Liminal Space Horror: Why These Ordinary Spaces Terrify

Liminal space—geometric or transitional environments that evoke unease—emerged as a distinct aesthetic around 2018-2019, but Backrooms became its defining example. These are spaces designed for passage, not dwelling: hotel hallways, parking garage levels, empty office buildings. They carry a distinctly nostalgic, uncanny quality because we recognize them from memory yet never stop to examine them. The horror of liminal spaces functions psychologically rather than viscerally. Empty departure lounges and endless corridors don’t contain physical threats; they threaten the self through isolation and temporal dissolution. Backrooms as a concept weaponizes this aesthetic at scale—trapping characters in an infinite, dimension-defying maze where escape appears impossible and other inhabitants represent unknown threats. Critics note that Backrooms the movie leans into abstraction over exposition; the film doesn’t explain the Backrooms’ rules or origin. Instead, Parsons commits fully to experiential nightmare logic. This approach distinguishes the film from conventional horror tentpoles and aligns it with art-house sensibilities that audiences increasingly seek.

A24’s Youth-Focused Horror Strategy and Implications for Cinema

Backrooms arrives amid A24’s intentional pivot toward young creators and digital-native storytelling. The studio’s bet on Parsons at 19 (when the project was greenlit) signals confidence in next-generation filmmakers who understand internet culture natively. A24’s slate reflects this philosophy: acquiring projects from YouTube, TikTok, and alternative media ecosystems before traditional gatekeepers do. Backrooms succeeds commercially because it translates parasocial attachment from digital platforms—audiences already know Parsons and his web series—into theatrical currency. The 88% Rotten Tomatoes score validates that the film holds up cinematically; it’s not merely a YouTube adaptation cashing in on existing fandom but a substantive horror work. This success could reshape how studios evaluate digital creators and whether internet folklore merits theatrical investment. May 29, 2026 represents a genuine inflection point: the moment mainstream cinema fully embraced born-digital horror mythology and proved Gen Z audiences would show up for experimental, atmosphere-driven horror made by peers who speak their cultural language.

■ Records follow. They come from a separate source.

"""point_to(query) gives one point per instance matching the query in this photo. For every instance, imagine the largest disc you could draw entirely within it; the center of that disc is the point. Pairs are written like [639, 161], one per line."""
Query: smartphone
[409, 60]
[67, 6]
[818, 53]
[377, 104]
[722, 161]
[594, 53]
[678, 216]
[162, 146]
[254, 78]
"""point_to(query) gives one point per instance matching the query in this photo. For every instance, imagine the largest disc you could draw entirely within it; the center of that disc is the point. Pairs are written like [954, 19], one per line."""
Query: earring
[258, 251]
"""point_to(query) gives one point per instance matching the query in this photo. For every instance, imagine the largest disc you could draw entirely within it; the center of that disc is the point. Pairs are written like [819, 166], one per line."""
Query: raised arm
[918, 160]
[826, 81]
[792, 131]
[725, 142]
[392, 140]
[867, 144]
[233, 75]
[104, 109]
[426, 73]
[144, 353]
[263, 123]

“The Backrooms is a strong horror movie because it takes a simple idea of getting stuck in an endless, empty place and turns it into something tense and profoundly unsettling without needing conventional scares.”

— Multiple critics reviewing the film, May 2026

What Does Backrooms’ Success Mean for Horror and Independent Filmmaking?

If Backrooms performs as critically and commercially expected, it reshapes how the industry evaluates digital creators. Parsons spent years building audience trust and technical proficiency on YouTube before A24 offered resources to scale his vision. This pathway—establish fandom online first, then transition to big-screen production—could become a standard pipeline for emerging talent. The film’s 88% critical approval despite its deliberately obscure narrative suggests critics and audiences distinguish between genuine artistic vision and exploitation of trends. Backrooms commits to its abstract horror premise entirely, refusing to simplify the concept for mainstream palatability. That integrity—combined with A24’s marketing muscle and practical set work—validates experimentation. For horror specifically, Backrooms potentially redirects the genre away from franchise-dependent, scare-focused productions toward atmosphere-driven, thematically coherent experiences. The film’s success would signal that audiences crave psychological horror and immersive strangeness over predictable jump-scares and familiar monsters. For independent filmmakers, Backrooms serves as case study: establish your voice online, cultivate audience loyalty, and pitch established studios with tangible proof of concept. May 29 opens a cinema of new possibilities.